Com sua experiência em julgar pessoas, Su Que sabia que 009 era um homem cauteloso e inteligente. Não acreditava que ele, de repente, tivesse se interessado por pegar giz de maneira tão trivial. O mais provável era que aqueles gizes não fossem comuns.
Então, lembrou-se vagamente de quando se apresentou ao setor de serviços, e percebeu que o círculo mágico desenhado lá parecia ter sido feito justamente com giz daquele tipo.
Seguindo essa lógica... seria possível...?
De súbito, uma ideia lhe passou pela mente, mas não teve coragem de confirmar.
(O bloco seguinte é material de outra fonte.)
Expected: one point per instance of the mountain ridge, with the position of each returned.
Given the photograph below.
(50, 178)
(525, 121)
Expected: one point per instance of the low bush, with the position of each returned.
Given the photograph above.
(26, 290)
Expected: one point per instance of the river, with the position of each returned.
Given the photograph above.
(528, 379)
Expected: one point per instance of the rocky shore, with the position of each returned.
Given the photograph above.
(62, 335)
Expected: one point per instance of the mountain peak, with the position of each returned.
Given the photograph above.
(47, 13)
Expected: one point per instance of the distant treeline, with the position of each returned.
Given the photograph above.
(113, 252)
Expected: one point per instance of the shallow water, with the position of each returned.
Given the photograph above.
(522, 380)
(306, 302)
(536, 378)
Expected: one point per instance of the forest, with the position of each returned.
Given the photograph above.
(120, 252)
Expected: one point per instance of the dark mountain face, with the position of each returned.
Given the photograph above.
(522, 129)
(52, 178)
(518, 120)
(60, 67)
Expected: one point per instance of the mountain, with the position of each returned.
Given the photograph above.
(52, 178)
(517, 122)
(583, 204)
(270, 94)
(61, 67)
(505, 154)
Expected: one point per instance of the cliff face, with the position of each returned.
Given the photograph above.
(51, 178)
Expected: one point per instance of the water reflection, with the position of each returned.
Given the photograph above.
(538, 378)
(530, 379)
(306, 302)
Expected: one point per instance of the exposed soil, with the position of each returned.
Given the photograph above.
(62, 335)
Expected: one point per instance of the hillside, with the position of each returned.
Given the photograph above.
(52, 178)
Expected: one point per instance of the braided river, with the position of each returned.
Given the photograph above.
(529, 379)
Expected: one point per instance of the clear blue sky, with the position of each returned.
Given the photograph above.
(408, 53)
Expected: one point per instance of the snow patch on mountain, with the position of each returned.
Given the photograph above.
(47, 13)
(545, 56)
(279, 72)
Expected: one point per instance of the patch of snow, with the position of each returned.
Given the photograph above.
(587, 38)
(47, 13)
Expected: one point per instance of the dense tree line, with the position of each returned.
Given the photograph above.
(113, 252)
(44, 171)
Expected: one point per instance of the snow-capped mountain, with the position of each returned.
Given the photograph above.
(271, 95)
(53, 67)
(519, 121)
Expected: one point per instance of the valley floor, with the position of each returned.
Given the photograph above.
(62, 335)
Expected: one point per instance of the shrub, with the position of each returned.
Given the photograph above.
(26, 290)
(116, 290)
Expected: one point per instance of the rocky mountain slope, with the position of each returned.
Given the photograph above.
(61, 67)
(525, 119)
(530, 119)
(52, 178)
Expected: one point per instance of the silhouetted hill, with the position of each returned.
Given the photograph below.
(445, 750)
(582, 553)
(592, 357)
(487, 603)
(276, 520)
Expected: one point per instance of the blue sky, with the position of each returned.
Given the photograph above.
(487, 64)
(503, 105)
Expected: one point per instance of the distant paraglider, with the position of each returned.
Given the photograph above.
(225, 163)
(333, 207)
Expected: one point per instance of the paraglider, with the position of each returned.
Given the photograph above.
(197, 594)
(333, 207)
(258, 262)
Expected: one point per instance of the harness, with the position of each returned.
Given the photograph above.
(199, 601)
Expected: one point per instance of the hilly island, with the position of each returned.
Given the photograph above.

Só um círculo não bastava para garantir que o giz tinha poderes especiais; era cedo para tirar conclusões.
Balançou a cabeça e decidiu deixar isso de lado por ora.
Su Que não acompanhou 009 ao sair do quarto. Aproveitando seu estado de invulnerabilidade, continuou flutuando pelo teto, encostando-se à parede de gesso.
Dirigiu o olhar à cama oculta pela cortina, sentindo uma súbita curiosidade quanto ao verdadeiro rosto de Dona Dai.
Essa curiosidade não era infundada, pois conhecer melhor o inimigo era essencial para qualquer plano de fuga.
Apesar do efeito do “Bela Adormecida”, Dona Dai dormia profundamente; mas, em estado de alma, Su Que era imune ao artifício. Atravessou lentamente a cortina — e o que viu a surpreendeu.
Dona Dai não era um monstro assustador, mas sim uma menina pequena. Ela dormia encolhida, abraçada a um ursinho de pelúcia.
No entanto, logo percebeu algo estranho.
Com olhos atentos, notou que o corpo da menina apresentava uma costura de linha branca — como se uma criatura estivesse vestindo uma pele humana.